Figure 11 : Différence du cumul des précipitations en hiver et en été ; projection 2071-2100 par rapport à la période 1976-2005 pour un scénario avec émissions modérées ; Source : https://www.meteo-paris.com/actualites/inondations-ou-secheresses-quelles-evolutions-des-precipitations-en-france-en-contexte-de-changement-climatique.

La présentation claire de ces différents impacts est difficile car ils sont fortement interconnectés.

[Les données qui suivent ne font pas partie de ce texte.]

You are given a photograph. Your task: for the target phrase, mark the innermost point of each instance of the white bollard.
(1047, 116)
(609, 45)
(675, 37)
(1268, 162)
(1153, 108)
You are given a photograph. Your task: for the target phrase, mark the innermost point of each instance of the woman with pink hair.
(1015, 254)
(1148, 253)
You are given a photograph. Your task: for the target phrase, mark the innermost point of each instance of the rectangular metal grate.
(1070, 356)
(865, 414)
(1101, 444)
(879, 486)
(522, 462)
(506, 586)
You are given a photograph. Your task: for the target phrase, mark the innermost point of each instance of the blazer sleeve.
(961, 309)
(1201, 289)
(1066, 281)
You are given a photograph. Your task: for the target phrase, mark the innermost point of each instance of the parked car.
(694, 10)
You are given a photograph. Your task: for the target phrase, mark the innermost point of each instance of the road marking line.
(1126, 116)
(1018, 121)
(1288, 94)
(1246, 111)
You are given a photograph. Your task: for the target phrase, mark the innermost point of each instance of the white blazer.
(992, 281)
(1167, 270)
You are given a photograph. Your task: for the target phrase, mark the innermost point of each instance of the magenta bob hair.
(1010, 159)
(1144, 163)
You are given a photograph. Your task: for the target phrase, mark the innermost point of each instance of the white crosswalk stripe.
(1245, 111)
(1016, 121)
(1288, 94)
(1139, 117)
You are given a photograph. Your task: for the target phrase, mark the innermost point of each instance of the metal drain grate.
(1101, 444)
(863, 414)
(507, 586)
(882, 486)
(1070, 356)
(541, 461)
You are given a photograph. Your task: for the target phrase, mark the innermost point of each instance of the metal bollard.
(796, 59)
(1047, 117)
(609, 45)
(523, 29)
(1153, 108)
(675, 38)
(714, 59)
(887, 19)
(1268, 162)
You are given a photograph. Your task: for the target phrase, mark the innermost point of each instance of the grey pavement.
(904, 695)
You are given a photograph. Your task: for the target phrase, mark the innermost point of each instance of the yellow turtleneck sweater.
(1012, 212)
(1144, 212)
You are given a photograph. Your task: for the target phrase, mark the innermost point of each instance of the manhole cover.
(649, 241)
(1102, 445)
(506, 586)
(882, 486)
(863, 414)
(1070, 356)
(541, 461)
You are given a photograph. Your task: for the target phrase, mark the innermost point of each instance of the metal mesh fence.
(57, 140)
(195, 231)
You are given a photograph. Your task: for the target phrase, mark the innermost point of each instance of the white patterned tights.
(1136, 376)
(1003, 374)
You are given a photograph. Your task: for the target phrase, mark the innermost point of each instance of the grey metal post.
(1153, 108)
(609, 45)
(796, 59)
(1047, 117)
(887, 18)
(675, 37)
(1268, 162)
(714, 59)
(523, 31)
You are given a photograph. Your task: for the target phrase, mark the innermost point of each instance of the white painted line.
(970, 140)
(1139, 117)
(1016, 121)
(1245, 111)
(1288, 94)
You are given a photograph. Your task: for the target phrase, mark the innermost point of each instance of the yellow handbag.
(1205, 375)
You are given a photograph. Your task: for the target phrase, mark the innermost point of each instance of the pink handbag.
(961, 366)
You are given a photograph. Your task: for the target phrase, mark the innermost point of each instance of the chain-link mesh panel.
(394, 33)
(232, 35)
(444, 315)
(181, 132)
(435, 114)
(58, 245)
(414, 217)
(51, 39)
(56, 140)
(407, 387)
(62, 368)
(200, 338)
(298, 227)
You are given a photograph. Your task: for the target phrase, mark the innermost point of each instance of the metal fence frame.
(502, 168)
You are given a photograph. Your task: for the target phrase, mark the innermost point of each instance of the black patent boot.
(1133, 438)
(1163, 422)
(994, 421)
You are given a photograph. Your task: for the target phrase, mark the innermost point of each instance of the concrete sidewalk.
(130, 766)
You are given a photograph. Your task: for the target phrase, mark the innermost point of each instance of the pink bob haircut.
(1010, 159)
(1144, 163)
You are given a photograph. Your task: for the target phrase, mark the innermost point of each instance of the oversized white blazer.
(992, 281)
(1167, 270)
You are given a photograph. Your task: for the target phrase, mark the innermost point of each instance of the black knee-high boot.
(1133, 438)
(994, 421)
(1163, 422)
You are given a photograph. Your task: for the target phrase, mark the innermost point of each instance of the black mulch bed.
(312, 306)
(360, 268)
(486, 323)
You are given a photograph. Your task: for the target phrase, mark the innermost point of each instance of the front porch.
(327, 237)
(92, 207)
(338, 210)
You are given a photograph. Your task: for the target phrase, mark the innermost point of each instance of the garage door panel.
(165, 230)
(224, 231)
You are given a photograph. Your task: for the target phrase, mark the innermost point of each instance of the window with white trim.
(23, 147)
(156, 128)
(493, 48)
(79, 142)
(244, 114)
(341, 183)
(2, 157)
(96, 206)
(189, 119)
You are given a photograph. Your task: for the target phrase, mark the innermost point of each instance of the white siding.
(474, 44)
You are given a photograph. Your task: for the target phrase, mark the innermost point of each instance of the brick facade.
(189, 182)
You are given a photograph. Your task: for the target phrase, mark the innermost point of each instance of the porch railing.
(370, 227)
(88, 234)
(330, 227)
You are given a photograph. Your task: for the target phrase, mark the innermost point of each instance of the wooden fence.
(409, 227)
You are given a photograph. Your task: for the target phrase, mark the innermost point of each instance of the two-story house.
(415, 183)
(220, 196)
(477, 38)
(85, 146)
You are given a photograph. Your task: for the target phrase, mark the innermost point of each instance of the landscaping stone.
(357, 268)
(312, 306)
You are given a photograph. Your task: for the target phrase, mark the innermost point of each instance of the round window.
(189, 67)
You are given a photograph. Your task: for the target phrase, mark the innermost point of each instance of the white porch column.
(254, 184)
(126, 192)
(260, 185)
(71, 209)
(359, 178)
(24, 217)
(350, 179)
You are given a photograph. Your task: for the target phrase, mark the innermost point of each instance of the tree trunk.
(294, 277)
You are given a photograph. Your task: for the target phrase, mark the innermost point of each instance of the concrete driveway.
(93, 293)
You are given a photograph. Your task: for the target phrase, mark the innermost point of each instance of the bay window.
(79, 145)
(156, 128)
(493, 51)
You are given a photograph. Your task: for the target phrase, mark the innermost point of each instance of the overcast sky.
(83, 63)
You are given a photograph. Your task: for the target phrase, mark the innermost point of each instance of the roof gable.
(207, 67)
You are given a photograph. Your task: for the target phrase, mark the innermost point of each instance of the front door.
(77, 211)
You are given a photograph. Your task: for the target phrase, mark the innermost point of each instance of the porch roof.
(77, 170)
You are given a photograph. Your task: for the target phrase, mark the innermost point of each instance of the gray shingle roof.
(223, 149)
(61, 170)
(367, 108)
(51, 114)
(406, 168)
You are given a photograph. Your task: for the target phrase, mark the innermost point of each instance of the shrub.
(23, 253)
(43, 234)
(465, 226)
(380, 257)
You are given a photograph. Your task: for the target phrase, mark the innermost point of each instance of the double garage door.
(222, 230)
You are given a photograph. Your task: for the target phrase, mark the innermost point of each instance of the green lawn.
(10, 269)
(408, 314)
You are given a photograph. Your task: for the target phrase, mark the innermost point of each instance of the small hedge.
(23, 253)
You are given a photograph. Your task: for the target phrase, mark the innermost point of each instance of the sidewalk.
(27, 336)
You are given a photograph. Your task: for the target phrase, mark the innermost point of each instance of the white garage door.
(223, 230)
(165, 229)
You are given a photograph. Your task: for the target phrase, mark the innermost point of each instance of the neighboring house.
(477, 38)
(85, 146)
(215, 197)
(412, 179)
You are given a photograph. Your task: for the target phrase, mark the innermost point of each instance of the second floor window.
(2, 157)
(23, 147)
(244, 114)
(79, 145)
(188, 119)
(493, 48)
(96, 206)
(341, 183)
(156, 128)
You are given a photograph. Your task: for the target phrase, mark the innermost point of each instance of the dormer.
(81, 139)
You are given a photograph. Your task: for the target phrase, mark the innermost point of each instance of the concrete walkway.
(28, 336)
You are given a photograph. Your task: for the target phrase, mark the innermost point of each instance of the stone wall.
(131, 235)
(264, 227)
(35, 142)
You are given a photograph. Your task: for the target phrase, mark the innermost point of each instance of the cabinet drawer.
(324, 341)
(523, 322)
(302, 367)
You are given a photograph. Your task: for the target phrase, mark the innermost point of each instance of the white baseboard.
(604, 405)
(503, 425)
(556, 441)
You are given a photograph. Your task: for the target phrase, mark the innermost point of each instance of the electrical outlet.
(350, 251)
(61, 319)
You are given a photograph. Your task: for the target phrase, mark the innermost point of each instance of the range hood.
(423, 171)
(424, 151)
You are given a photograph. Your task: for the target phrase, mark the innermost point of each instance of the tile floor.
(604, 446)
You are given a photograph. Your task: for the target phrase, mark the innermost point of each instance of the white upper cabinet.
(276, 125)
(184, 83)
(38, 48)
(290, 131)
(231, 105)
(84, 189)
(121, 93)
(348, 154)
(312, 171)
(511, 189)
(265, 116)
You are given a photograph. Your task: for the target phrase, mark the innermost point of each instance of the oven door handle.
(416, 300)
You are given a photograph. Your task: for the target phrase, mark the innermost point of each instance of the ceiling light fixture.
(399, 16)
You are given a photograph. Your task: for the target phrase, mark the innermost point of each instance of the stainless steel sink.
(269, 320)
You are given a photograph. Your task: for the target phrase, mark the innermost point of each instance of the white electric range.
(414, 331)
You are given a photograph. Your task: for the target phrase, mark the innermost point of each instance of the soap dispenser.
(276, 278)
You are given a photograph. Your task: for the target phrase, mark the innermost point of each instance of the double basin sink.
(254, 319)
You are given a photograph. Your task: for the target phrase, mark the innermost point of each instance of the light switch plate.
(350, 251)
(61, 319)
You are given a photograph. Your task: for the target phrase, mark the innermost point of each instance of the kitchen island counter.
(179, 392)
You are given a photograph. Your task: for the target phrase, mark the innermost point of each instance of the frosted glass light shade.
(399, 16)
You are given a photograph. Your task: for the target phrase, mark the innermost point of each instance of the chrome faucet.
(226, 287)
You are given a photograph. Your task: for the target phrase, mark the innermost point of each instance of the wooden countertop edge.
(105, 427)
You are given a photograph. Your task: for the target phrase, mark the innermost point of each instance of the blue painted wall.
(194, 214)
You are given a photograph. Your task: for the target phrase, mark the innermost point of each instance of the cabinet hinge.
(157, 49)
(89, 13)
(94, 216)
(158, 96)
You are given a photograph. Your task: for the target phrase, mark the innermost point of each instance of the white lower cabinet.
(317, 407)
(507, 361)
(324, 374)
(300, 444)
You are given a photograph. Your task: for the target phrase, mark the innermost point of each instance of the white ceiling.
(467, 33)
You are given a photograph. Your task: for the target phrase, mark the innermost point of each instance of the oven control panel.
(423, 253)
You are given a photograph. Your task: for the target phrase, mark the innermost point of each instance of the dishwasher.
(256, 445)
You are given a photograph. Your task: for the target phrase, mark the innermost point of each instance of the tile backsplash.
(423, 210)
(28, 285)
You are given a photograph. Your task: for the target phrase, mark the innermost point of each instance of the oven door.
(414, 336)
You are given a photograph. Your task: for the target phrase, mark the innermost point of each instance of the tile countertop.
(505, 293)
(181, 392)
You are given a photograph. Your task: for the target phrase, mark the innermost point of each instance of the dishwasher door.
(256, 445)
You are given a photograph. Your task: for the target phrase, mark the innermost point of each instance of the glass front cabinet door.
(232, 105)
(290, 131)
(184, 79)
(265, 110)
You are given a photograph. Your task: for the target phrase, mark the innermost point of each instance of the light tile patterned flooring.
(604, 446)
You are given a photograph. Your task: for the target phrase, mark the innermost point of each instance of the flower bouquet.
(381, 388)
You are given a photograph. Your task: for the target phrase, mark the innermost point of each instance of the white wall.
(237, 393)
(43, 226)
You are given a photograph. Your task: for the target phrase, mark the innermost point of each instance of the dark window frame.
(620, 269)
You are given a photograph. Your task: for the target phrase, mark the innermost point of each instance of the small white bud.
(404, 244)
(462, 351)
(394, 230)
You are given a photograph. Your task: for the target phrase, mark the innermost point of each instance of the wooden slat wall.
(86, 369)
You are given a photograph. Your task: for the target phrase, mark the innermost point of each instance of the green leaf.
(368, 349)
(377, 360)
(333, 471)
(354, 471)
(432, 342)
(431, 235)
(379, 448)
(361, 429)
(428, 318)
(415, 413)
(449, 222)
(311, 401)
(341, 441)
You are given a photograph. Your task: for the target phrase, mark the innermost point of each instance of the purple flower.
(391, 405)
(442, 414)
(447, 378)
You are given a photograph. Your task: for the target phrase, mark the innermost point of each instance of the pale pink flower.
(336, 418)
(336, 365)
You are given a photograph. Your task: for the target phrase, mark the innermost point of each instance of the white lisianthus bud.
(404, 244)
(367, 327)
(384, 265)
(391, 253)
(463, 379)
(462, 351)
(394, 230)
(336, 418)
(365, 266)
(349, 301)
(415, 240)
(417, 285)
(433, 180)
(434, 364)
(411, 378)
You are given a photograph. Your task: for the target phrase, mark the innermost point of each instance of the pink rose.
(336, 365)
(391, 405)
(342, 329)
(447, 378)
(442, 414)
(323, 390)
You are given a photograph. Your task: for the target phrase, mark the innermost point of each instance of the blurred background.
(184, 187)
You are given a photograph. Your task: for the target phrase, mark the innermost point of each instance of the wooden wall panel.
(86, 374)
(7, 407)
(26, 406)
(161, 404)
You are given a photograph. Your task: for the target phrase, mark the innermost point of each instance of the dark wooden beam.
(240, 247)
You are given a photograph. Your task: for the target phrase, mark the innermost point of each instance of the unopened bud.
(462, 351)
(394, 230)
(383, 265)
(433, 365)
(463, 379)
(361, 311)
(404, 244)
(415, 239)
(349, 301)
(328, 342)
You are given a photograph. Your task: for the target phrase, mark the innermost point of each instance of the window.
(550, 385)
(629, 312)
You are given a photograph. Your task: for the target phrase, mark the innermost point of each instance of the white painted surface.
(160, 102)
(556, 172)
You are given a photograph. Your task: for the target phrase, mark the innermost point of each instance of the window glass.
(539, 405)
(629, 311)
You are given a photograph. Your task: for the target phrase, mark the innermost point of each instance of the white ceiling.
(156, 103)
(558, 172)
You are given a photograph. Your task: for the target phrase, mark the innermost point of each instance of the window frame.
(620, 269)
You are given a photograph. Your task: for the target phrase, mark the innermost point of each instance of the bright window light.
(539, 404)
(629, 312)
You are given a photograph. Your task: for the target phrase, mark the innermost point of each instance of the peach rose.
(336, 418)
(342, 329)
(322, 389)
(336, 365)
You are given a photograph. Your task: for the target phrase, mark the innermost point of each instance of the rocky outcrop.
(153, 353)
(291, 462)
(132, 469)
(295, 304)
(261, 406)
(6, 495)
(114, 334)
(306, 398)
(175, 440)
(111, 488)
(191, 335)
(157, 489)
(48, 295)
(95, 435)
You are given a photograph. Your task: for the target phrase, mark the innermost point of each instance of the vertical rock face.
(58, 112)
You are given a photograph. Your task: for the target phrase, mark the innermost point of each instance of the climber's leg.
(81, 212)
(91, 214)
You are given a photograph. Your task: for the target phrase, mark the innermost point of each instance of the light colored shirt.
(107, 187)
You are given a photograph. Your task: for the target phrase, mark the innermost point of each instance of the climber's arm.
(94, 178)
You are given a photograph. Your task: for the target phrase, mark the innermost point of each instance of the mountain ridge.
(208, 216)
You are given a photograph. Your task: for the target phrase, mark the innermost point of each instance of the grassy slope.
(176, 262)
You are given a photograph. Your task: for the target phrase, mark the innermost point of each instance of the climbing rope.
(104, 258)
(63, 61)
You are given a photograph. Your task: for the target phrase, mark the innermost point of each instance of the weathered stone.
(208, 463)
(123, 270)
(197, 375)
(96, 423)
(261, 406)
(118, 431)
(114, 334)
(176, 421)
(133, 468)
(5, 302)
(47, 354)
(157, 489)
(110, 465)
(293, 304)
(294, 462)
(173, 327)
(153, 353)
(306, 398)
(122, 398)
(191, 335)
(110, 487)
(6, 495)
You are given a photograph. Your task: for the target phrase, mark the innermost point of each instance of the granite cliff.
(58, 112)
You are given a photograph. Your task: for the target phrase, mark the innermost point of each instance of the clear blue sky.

La figure 12 tente de clarifier les relations entre les principaux d'entre eux et explicite ceux que nous avons choisis comme entrées principales dans cette encyclopédie :

  • impacts hydrologiques directs du changement climatique ;
  • impacts du changement climatique sur les usages de l'eau ;
  • impacts du changement climatique sur le fonctionnement des océans ;
  • impacts du changement climatique sur la biodiversité (des écosystèmes aquatiques) ;
  • gestion des incertitudes associées au changement climatique.


Figure 12 : Interactions entre les principales conséquences du changement climatique sur la gestion de l'eau.

D'autres sujets apparaissant sur le schéma et nécessitant des développements importants feront également l'objet d'articles spécifiques, en particulier :

  • impacts du changement climatique sur la pluviosité.

Nota : La responsabilité évidente du changement climatique sur les déséquilibres de plus en plus prononcés de la gestion de l'eau ne doit pas occulter le fait que d'autres causes anthropiques plus directes sont également à l’œuvre : mauvaise gestion de la ressource, anthropisation des bassins versants et des lits des cours d'eau, urbanisation mal contrôlée, etc.